クマさんには出会ってないけれど(というかクマ系のモンスターに出会ったら確実に瞬殺。これから始まるはずの物語がジ・エンドだ)イエナは途方に暮れていた。
「ええっと……カナター! カナタ―!!」
とりあえず、相棒であるカナタを呼ぶ。困ったこと、自分の知識が足りなさそうな事態が起きた場合はまずカナタに聞く。これがイエナの中で鉄則となりつつあった。頼りすぎな自覚はあるが、そこはビジネスパートナーの特権として割り切ることにしている。
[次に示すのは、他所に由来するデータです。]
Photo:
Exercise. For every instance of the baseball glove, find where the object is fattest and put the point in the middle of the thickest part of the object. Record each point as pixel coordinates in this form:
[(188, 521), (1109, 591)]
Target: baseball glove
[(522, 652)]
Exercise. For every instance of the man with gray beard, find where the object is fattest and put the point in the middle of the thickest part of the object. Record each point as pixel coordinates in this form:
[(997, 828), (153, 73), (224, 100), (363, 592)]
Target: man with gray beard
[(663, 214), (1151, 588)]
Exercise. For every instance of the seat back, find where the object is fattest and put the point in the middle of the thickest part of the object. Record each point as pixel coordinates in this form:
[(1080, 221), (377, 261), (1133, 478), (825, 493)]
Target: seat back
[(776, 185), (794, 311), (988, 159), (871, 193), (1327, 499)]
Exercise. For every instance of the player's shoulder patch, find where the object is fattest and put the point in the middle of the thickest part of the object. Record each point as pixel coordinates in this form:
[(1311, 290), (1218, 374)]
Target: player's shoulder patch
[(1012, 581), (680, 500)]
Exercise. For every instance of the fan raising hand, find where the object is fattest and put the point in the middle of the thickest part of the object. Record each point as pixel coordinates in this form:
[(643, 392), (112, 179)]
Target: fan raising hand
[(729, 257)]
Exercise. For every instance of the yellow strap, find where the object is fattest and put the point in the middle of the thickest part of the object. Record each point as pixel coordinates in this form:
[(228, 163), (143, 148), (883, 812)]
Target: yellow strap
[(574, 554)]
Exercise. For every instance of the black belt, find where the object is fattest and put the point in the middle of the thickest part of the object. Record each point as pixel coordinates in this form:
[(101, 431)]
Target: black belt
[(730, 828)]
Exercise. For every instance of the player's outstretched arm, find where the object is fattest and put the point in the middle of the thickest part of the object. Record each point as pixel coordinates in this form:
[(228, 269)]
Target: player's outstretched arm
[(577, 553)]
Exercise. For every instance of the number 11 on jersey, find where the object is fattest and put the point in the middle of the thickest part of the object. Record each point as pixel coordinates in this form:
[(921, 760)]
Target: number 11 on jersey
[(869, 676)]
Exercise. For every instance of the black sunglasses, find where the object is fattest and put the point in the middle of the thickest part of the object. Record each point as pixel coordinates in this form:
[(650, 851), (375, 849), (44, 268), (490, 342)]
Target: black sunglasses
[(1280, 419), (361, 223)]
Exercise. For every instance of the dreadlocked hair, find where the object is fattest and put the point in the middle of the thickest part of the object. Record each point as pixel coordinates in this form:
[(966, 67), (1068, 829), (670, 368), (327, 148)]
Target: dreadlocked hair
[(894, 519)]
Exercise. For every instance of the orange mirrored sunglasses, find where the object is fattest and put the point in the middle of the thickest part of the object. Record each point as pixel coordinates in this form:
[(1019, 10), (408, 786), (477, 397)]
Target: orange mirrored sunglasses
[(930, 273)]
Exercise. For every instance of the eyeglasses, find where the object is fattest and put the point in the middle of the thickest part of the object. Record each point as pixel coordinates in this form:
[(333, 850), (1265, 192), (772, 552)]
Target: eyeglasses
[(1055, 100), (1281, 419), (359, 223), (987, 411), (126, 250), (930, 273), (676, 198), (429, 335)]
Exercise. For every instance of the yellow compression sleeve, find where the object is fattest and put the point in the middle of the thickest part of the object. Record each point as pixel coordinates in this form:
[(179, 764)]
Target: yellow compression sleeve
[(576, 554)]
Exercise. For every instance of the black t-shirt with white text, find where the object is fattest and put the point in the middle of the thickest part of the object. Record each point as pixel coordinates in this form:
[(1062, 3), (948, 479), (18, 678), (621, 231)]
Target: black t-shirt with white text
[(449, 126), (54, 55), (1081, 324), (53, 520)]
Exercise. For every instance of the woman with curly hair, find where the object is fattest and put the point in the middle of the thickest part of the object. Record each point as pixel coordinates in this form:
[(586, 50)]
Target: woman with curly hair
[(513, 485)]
そもそも何故今カナタと森の中にいるかというと、マットレスの素材を得るためだ。当初はマットレス素材の調達をカナタが、ルーム内家具製作をイエナが担当していた。だが、家具がほぼ出来上がってもマットレスの素材は未だ揃っていない。
「……甲斐性がなくてごめん」
「素材が値上がりしてるんだもん、カナタのせいじゃないってば。採取の依頼なら私だって手伝えるし、ちゃっちゃと終わらせちゃいましょ」
そういう事情で現在に至る。
なのに、何故別行動しているかというと、なんのことはない『パーティチャット』とやらの実験中だったからだ。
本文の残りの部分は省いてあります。